铁锹锄头齐上,挖了半小时,挖出一个三米深的坑。
坑底露出金属光泽——不是银白色,是暗黄色的,锈迹斑斑的铜。
铜板上刻着复杂的龙纹,纹路里渗着暗绿色的粘液,散发出一股浓烈的腥臭味。
“就是它。”木少年跳下坑,蹲在铜板边,手指在纹路上描了描,“锁龙棺。审判庭关押地系精怪的标准装备。这口棺……埋了至少三百年了。”
他抬头:“耿炎,去厨房,扛两袋面粉过来。”
耿炎一愣:“面粉?”
“对,面粉。”木少年说,“再搬十坛酒——最烈的那种,农场自酿的‘火烧云’。”
“老大,你这是要……”
“和面。”木少年咧嘴,“包饺子。”
耿炎懵着去了。
十分钟后,面粉和酒坛堆在坑边。
木少年拆开一袋面粉,哗啦全倒进坑里,正好铺满铜板。
然后,他拍开一坛酒,仰头灌了一大口,剩下的全泼在面粉上。
酒香混着面粉的麦香,在坑里弥漫。
“龙三,”木少年转头,“滴血。”
龙三犹豫了一下,咬破手指——他的血是暗绿色的,粘稠得像浆糊,滴在面粉上。
“滋滋——”
面粉瞬间变色,从雪白变成暗绿,还开始蠕动,像活过来的面团。
“水精,”木少年说,“浇水。”
碧绿色的水瀑落下,浇在面团上。
面团开始膨胀、发酵、冒出气泡。
“冰魄蛛,”木少年继续说,“降温。”
冰蓝色的寒气喷出,面团迅速凝固,表面结出一层冰壳。
木少年跳进坑里,赤脚踩在冰壳上。
“现在,”他说,“种萝卜。

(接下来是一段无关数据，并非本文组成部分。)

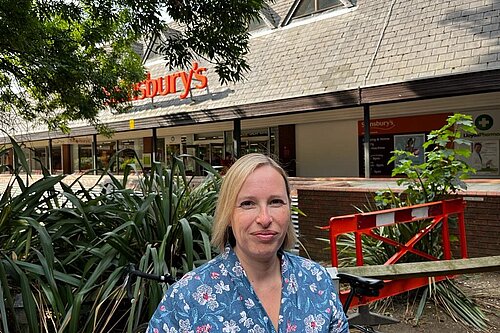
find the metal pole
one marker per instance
(154, 148)
(366, 144)
(49, 161)
(94, 153)
(237, 138)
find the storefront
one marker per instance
(315, 80)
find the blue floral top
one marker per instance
(217, 297)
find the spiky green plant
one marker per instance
(64, 248)
(439, 177)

”
他咬破七根手指——伤口还没愈合,又撕开一次,金绿色的血滴在冰壳上。
血渗进去。
冰壳内部,面团开始变化。
不是变成萝卜。
是变成人形。
三百六十个巴掌大的、由面团凝结的、栩栩如生的小人。
小人躺在冰壳里,闭着眼,但胸口微微起伏,像在呼吸。
“这是……”苏晴盯着那些小人。
“替身。”木少年说,“用地龙最爱的‘龙血面粉’做胚,用龙三的血当引,用水精的活血水浇灌,用冰魄蛛的寒气温固,最后用我的生机规则点灵。”
他顿了顿:
“每个小人,都带着龙三的规则波动,带着生机规则的诱惑。”
“等地龙破棺而出,第一眼看见的,就是这三百六十个‘小补品’。”
“它会疯了一样扑上来吃。”
“等它吃完……”
木少年咧嘴:
“就会发现,补品里包的……”
“是炸药。”
他跳回坑边,拍了拍手上的面粉:
“现在,封棺。”
雷震带人把挖出来的土重新填回去。
填平,踩实。
木少年走到柳树边,抬手在树干上刻了个符。
符成瞬间,地面微微震动。
铜板下方的撞击声,突然停了。
“暂时镇住了。”木少年说,“但只能撑到月圆夜。到时候,地龙会破棺,替身会激活。”
他转身,看向众人:
“现在,该解决记忆混乱的问题了。”
他走到仓库,看着满地打呼噜的人。
“千年酿的酒劲太猛,普通人的规则结构扛不住。”他说,“要解酒,得用更猛的东西。”
“什么东西?”
“萝卜。”木少年说,“活血萝卜。”
他走到农场中央那片小菜园——之前王德发种番茄的地方,番茄苗已经蔫了。
他蹲下,双手按地。
金绿光涌出,渗进土壤。
三秒后,土壤翻涌。
一株株嫩绿色的萝卜苗破土而出,见风就长,眨眼就长到半人高,萝卜缨子翠绿欲滴,萝卜根茎粗壮饱满。
但不是红色的。
是七彩的。
赤橙黄绿青蓝紫,七色萝卜,在阳光下泛着琉璃般的光泽。
“这叫‘解酒萝卜’。”木少年拔起一根赤色萝卜,掰断,断面流出粘稠的、七彩的汁液,“用生机规则催生,混了七种规则特性——赤的安神,橙的醒脑,黄的固魂,绿的化瘀,青的顺气,蓝的净念,紫的归元。”
他走到王德发身边,把萝卜汁滴进他嘴里。
三秒后,王德发猛地咳嗽起来,眼神恢复清明。
“闺女……我闺女呢?!”
“在医院,没事。”木少年把萝卜塞给他,“啃两口,清醒清醒。”
然后他如法炮制,挨个给昏迷的人喂萝卜汁。
仓库里咳嗽声四起。
一个接一个醒过来,眼神茫然,但不再空洞。
李守田醒过来第一件事是摸眼镜——眼镜早碎了,他眯着眼在地上摸。
沈青禾醒过来摸头发——头发早薅光了,她摸了个空,愣了半天,“哇”一声哭出来:“我头发呢?!”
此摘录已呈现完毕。